The Gresham College group was a loose collection of scientists in England of the 1640s and 1650s, a precursor to the Royal Society of London. Within a few years of the granting of a charter to the Royal Society in 1662, its earlier history was being written and its roots contested. There is still some debate about the effect of other groups on the way the Royal Society came into being. The composition of those other groups is unclear in parts; and the overall historiography of the early Royal Society is still often regarded as problematic. But the group centred on Gresham College has always been seen as fundamental to the course of events.

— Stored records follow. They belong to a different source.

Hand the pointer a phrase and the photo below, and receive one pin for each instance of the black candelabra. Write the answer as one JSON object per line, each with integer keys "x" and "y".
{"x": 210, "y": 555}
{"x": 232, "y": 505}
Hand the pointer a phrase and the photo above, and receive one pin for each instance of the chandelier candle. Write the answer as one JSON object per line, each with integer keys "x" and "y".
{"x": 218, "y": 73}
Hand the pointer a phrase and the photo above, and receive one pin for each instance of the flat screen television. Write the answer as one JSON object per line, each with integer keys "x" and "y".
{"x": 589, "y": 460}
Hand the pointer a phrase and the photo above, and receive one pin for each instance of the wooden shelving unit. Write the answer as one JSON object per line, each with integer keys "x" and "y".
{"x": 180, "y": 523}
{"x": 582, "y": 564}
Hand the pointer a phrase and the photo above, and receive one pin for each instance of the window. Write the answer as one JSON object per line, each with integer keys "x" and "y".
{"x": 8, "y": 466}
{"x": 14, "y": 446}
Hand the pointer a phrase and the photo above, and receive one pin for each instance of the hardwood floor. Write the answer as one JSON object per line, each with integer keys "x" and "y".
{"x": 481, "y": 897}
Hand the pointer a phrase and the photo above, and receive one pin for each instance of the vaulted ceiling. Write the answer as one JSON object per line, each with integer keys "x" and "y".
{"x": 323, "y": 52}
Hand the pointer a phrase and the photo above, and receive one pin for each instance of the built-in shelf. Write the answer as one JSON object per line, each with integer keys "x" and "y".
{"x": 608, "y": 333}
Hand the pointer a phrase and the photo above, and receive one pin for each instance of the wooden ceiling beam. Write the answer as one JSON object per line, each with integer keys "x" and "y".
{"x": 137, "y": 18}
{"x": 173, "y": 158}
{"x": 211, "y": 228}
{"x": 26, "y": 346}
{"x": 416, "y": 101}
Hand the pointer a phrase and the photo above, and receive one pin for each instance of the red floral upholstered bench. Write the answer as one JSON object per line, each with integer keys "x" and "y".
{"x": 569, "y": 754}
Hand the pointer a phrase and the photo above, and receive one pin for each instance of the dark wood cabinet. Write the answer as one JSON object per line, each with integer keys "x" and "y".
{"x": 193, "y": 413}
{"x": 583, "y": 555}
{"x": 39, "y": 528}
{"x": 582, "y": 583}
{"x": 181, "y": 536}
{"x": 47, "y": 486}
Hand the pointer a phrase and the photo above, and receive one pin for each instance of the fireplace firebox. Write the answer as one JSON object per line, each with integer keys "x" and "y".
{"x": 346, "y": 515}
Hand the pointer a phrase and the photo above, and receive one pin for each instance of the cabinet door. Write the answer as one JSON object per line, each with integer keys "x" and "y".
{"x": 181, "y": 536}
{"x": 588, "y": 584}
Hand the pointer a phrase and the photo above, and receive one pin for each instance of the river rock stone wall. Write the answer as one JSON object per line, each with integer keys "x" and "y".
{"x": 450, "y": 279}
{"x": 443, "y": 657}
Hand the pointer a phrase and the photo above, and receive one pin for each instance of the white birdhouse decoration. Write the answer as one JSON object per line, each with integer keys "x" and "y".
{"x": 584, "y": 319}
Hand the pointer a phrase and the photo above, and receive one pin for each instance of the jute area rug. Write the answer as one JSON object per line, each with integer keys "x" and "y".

Both the location and the staff of London's Gresham College, a foundation outside the old universities at which lectures were given for the general public, played significant roles in the events leading up to the charter given to the Royal Society. More accurately, there were at least four identifiable successive groups of virtuosi (as they would have been called at the time), natural philosophers and physicians, in London and Oxford, in the period from the outbreak of the First English Civil War to the English Restoration of 1660. Of those, two were based at Gresham College: the so-called 1645 group concerned with experimental science; and the 1660 committee of 12 who steered the early days in which the Royal Society was formed, i.e. in the period October 1660 to 1662. According to a history of the College:
the scientific network which centred on Gresham College played a crucial part in the meetings which led to the formation of the Royal Society.[1]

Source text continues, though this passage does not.